L’IBA ne trompera personne en prétendant vouloir faire respecter scrupuleusement les paramètres de diffusion d’une radio privée. Sa démarche est plus que claire. Le nouveau président, qui n’y connaît strictement rien en communication ou en législation des médias, semble avoir eu pour seule mission commandée d’intimider Top FM et de lui faire payer ses différents “gates” sur Pravind Jugnauth et ses proches diffusés durant la dernière campagne électorale. Ce n’est que lorsque Pravind Jugnauth est critiqué ou tourné en dérision sur les réseaux sociaux que la police réagit au quart de tour et, en tout cas, bien plus rapidement que pour traquer les criminels et les vrais auteurs d’actes illégaux. Il n’est pas le seul à subir ce genre d’initiatives. Tous les leaders des partis politiques sont, un jour ou l’autre, objets de caricatures ou de critiques véhémentes sur Facebook. Y a-t-il eu une quelconque enquête de la police ?

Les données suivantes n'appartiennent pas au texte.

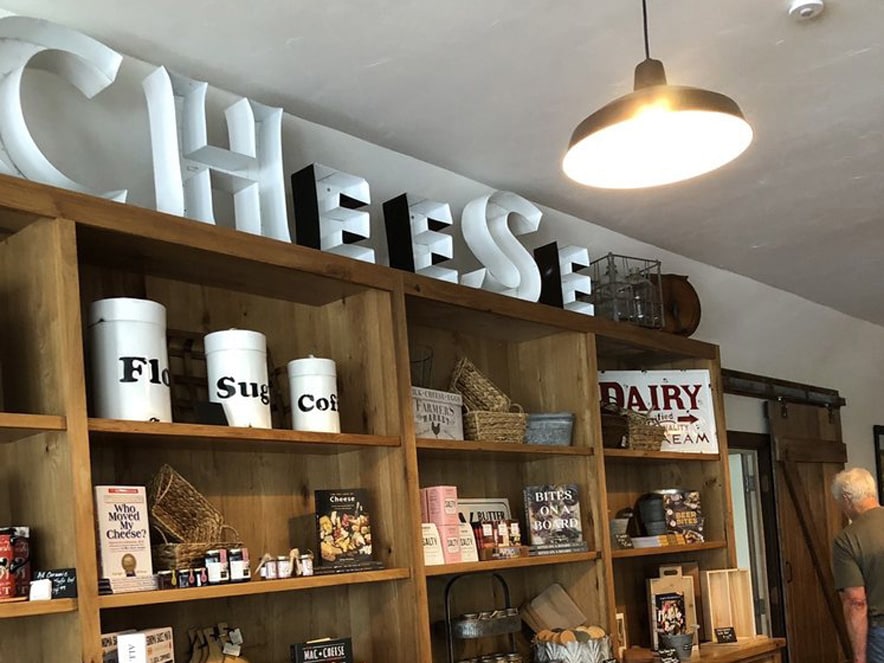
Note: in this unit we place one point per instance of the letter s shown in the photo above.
(508, 266)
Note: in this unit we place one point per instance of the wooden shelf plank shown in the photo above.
(498, 450)
(668, 550)
(249, 588)
(14, 609)
(230, 437)
(515, 563)
(658, 455)
(14, 426)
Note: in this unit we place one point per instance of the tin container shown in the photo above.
(240, 570)
(236, 367)
(270, 571)
(15, 559)
(306, 564)
(314, 394)
(283, 567)
(130, 364)
(217, 567)
(185, 578)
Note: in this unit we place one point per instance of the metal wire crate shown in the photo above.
(627, 289)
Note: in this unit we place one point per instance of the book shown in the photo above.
(343, 526)
(552, 513)
(123, 540)
(327, 650)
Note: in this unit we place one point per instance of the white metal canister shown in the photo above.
(314, 394)
(236, 365)
(130, 364)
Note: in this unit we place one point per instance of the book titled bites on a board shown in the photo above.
(327, 650)
(343, 526)
(552, 512)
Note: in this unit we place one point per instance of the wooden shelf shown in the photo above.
(496, 450)
(249, 588)
(15, 426)
(14, 609)
(515, 563)
(668, 550)
(232, 438)
(658, 455)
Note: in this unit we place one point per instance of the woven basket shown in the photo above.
(179, 511)
(644, 433)
(173, 556)
(495, 426)
(479, 393)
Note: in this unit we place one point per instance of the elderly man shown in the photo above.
(858, 561)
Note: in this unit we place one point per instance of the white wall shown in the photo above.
(761, 330)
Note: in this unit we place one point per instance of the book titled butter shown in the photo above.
(437, 414)
(123, 532)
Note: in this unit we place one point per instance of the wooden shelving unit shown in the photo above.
(365, 317)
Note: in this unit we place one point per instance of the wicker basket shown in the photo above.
(644, 433)
(179, 511)
(173, 556)
(479, 393)
(495, 426)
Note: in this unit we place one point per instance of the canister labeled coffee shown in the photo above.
(314, 394)
(236, 365)
(130, 365)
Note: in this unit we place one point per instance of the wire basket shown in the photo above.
(478, 392)
(627, 289)
(179, 511)
(496, 426)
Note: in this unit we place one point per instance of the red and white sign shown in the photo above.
(680, 400)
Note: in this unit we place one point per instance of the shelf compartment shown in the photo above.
(232, 438)
(14, 426)
(495, 450)
(641, 454)
(515, 563)
(668, 550)
(14, 609)
(251, 588)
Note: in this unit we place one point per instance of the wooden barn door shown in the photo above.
(808, 452)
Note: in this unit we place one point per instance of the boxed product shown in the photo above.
(437, 414)
(441, 505)
(123, 540)
(15, 562)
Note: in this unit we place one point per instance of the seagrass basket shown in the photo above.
(478, 392)
(495, 426)
(173, 556)
(179, 511)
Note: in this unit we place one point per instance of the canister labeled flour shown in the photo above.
(130, 365)
(236, 365)
(314, 394)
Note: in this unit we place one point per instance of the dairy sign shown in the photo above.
(680, 400)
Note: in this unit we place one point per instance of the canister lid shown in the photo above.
(127, 309)
(235, 339)
(312, 366)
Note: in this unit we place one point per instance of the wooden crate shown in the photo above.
(728, 602)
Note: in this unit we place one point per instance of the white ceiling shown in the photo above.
(493, 88)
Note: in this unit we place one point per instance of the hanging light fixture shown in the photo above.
(657, 134)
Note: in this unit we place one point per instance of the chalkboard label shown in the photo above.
(668, 655)
(64, 582)
(726, 634)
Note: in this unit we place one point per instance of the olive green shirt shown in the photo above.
(858, 558)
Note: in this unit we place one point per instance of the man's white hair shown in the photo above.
(854, 485)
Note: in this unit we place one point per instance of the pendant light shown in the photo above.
(657, 134)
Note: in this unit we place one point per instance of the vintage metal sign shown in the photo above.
(681, 400)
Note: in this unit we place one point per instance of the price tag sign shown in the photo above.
(64, 582)
(725, 634)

Le dernier cas, celui de la secrétaire de l’ancienne présidente de la République Ameenah Gurib-Fakim, est intéressant à plus d’un titre. Rachna Seenauth a partagé un post hautement sarcastique sur le Premier ministre. Il est certes très vulgaire, ordurier même, dans sa conclusion, mais rien de vraiment très méchant. Elle a non seulement passé une nuit en cellule avant de retrouver la liberté conditionnelle jeudi, mais ses conseillers légaux Lovena Sowkhee et Erickson Mooneeapillay ont été verbalisés pour avoir enfreint les conditions du confinement. C’est comme si c’était deux quidams qui étaient sortis pour aller se balader dans la nature. Les voies de fait ne s’arrêtent pas le temps du confinement. Il n’y a qu’à recenser le nombre de vols, dont certains peuvent relever parfois de l’urgence alimentaire, dans les champs et les commerces. À l’heure de la technologie, il aurait été tellement plus simple qu’une autorisation d’un haut gradé sous forme numérique soit accordée pour la journée ou pour un déplacement précis à un professionnel qui a une urgence à traiter.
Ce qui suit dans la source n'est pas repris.